Source code for mvlearn.embed.splitae

# Copyright 2019 NeuroData (http://neurodata.io)
#
# Licensed under the Apache License, Version 2.0 (the "License");
# you may not use this file except in compliance with the License.
# You may obtain a copy of the License at
#
#     http://www.apache.org/licenses/LICENSE-2.0
#
# Unless required by applicable law or agreed to in writing, software
# distributed under the License is distributed on an "AS IS" BASIS,
# WITHOUT WARRANTIES OR CONDITIONS OF ANY KIND, either express or implied.
# See the License for the specific language governing permissions and
# limitations under the License.

import sys

try:
    import torch
    from torch.utils.data import Dataset, DataLoader
except ModuleNotFoundError as error:
    print(
        f"Error: {error}. torch dependencies required for this function. \
    Please consult the mvlearn installation instructions at \
    https://github.com/neurodata/mvlearn to correctly install torch \
    dependencies."
    )
    sys.exit(1)
import matplotlib.pyplot as plt
import numpy as np
import itertools
import tqdm

from .base import BaseEmbed
from ..utils.utils import check_Xs


class _FullyConnectedNet(torch.nn.Module):
    r"""
    General torch module for a fully connected neural network.
    - input_size: number of nodes in the first layer
    - num_hidden_layers: number of hidden layers
    - hidden_size: number of nodes in each hidden layer
    - embedding_size: number of nodes in the output layer.
    All are ints.
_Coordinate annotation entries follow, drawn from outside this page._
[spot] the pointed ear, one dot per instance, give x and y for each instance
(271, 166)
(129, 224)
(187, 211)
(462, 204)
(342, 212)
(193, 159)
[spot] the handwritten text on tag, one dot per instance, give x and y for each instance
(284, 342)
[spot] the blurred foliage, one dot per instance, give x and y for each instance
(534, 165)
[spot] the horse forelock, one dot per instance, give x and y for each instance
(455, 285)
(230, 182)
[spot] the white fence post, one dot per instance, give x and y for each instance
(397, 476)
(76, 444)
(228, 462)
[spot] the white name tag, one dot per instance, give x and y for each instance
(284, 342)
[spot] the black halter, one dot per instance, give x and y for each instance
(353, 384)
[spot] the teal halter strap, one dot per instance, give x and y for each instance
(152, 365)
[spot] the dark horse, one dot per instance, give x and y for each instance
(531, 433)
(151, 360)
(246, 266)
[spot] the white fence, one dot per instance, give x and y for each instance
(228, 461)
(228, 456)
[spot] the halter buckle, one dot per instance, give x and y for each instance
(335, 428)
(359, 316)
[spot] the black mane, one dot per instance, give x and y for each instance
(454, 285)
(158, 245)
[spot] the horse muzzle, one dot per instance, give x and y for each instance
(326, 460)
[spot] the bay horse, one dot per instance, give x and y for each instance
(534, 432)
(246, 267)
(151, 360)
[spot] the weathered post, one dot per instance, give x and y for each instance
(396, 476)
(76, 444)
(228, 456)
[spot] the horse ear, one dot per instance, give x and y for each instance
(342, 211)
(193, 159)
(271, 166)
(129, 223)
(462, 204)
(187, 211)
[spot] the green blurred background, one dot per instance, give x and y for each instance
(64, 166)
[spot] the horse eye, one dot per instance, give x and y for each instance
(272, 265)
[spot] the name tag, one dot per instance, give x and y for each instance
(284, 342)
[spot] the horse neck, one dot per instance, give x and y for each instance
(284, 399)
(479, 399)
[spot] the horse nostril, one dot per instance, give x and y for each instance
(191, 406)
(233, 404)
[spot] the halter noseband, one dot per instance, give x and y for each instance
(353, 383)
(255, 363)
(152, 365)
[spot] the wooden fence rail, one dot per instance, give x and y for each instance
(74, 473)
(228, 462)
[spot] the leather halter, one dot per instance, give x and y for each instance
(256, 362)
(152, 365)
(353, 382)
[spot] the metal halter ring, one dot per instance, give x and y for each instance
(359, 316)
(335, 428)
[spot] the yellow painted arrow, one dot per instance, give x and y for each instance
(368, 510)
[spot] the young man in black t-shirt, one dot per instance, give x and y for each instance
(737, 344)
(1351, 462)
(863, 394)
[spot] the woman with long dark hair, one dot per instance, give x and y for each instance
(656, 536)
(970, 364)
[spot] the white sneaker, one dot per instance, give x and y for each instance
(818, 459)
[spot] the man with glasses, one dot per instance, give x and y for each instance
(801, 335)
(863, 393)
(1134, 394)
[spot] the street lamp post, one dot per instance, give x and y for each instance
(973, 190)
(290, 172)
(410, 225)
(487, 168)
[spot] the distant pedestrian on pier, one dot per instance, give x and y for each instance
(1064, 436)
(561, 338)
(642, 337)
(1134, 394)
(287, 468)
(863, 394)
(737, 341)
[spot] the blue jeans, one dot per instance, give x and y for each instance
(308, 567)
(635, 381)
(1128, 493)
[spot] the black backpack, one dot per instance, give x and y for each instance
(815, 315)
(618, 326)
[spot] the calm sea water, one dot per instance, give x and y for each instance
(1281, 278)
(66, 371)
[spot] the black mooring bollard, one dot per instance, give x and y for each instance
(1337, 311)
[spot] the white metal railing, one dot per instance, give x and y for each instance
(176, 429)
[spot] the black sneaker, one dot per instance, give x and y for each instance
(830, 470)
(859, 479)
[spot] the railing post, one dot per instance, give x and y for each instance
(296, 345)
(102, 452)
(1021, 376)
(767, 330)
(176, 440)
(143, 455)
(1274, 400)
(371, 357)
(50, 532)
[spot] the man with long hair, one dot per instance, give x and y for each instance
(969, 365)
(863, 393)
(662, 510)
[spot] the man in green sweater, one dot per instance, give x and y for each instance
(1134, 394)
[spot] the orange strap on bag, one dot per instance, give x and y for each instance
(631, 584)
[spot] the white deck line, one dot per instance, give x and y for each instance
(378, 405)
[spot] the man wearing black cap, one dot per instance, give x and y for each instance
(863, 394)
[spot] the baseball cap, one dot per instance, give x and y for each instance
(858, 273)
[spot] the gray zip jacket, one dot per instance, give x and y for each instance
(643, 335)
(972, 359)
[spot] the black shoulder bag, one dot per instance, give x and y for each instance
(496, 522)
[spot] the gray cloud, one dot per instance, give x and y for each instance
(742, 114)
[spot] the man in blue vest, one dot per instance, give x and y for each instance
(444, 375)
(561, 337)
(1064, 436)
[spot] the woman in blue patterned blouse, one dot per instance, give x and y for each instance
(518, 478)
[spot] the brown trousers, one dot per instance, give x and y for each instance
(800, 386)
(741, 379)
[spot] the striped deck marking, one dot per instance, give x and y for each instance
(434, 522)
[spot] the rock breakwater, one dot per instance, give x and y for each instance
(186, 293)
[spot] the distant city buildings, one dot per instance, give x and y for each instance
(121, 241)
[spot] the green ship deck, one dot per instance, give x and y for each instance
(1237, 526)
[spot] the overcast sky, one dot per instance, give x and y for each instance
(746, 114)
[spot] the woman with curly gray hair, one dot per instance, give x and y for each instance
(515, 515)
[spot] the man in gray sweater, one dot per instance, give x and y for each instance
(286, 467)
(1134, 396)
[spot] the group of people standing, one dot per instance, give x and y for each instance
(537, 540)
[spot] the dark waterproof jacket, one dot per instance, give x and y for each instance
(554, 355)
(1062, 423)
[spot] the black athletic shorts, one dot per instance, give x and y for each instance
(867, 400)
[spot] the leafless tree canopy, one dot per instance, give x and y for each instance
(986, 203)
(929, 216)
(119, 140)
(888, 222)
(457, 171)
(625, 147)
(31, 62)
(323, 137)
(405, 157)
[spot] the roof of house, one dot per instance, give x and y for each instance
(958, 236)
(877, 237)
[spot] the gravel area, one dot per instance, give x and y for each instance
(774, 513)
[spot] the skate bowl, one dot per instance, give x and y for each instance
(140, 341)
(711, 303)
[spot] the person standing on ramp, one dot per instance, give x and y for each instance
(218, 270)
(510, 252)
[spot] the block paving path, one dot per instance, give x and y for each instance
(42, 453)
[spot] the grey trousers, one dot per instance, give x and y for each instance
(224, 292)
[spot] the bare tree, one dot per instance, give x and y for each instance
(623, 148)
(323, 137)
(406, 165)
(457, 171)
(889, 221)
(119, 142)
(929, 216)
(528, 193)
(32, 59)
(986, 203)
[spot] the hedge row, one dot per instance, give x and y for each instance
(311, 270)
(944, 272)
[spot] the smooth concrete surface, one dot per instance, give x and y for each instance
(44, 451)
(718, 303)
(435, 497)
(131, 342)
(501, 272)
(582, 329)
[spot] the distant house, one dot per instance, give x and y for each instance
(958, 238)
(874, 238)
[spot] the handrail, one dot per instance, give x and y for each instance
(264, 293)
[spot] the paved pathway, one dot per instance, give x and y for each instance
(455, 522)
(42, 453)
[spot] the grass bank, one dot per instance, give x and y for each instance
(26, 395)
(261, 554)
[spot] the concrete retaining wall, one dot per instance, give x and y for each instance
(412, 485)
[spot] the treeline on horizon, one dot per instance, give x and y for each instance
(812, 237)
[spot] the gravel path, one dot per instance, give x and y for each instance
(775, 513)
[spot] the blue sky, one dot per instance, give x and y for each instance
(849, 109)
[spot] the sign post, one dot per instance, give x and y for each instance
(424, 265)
Each hidden layer has the same number of nodes.
    """

    def __init__(
        self, input_size, hidden_size, num_hidden_layers, embedding_size
    ):
        super().__init__()
        assert num_hidden_layers >= 0, "can't have negative hidden layer count"
        assert hidden_size >= 1, "hidden size must involve >= 1 node"
        assert embedding_size >= 1, "embedding size must involve >= 1 node"
        self.layers = torch.nn.ModuleList()
        if num_hidden_layers == 0:
            self.layers.append(torch.nn.Linear(input_size, embedding_size))
        else:
            self.layers.append(torch.nn.Linear(input_size, hidden_size))
            for i in range(num_hidden_layers - 1):
                self.layers.append(torch.nn.Linear(hidden_size, hidden_size))
            self.layers.append(torch.nn.Linear(hidden_size, embedding_size))

    def forward(self, x):
        # Forward pass for the network. Pytorch automatically calculates
        # backwards pass
        for layer in self.layers[:-1]:
            x = torch.nn.Sigmoid()(layer(x))
        x = self.layers[-1](x)  # no activation on last layer
        return x

    def param_count(self):
        return np.sum([np.prod(s.shape) for s in self.parameters()])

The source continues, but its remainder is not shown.